El estandarte que llevaban en su espalda como zorros vestidos de negro. Los gigantes con el mote de retadores permanentes. Los que siempre iban hacia delante. Quienes jamás se quedaban atrás. Los que acababan de llegar a la Arena de Tokio, acaparando las miradas de los presentes, rodeados con el mismo aire místico que caracterizaba a las pinturas de los dioses zorros en las entradas de los templos nipones.
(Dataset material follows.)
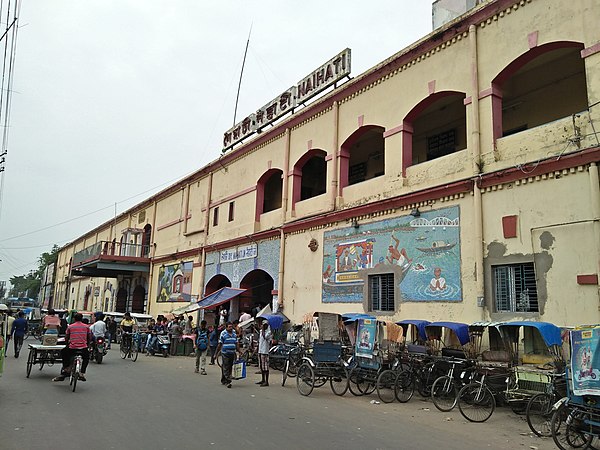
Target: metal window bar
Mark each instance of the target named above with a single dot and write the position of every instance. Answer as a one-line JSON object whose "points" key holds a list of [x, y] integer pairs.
{"points": [[382, 292], [516, 289]]}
Por algún motivo, pertenecer a un colegio históricamente poderoso solía rodearte de esa luz particular. Como si tus movimientos fueran seguidos por un reflector de brillo blanco, marcando tus pasos. Y quienes brillaban más eran, sin lugar a dudas, los gemelos Miya. Y no de la forma en la que particularmente quisieran hacerlo. Porque cada año desde secundaria baja, era lo mismo: niñas gritando sus nombres en voces estridentemente agudas. Abanicos con sus kanjis. Mujeres que podrían ser sus hermanas mayores o sus madres, sonrojadas cuando los veían pasar. Había algo en eso que les sonaba perturbador, y eran demasiado poco activos mentalmente en ese departamento para darse cuenta de qué.
—¿Por qué siempre gritan así?
—Parecen cotorras. Esto aburre.
—¡Mocoso desagradecido! —gritó Aran caminando poco más atrás. El rostro ofendido en sus facciones morenas—. Las chicas los adoran.
—Queremos fans verdaderos. Como los tuyos.
—Los míos son señores dueños de tiendas de conveniencia...
—O los de Kita-sempai.
—El público de Kita suelen ser octogenarios.
El rostro del capitán se iluminó en una sonrisa al oír la voz de Suna hablar a su lado. Como si los rayos del sol se reflejaran cálidos en su piel de porcelana.
—Pues si. Mi abuela vendrá a verme. Se sentía mejor, porque tuvo algunos dolores de espalda.
El silencio reinó entre el equipo mientras pasaban las puertas de metal y vidrio. Hablarle a su capitán era imposible en términos de una broma o doble sentido. Era hablarle a un anciano criado en el campo. Era recibir la contestación más sincera, justo en el corazón, ahuecando el pecho. Atsumu se sostuvo la cabeza a punto de gritar, justo cuando Osamu lo pateó en medio de la amplia espalda. Era un nuevo campeonato que comenzaba. El último torneo Nacional para quienes estaban en tercero. El segundo para los gemelos. Ganarlo significaba el pase directo a las preliminares del torneo de primavera. Y esa sí, sería la última oportunidad. Un silencio distinto los rodeó cuando al unísono, parecieron recordarlo al mismo tiempo.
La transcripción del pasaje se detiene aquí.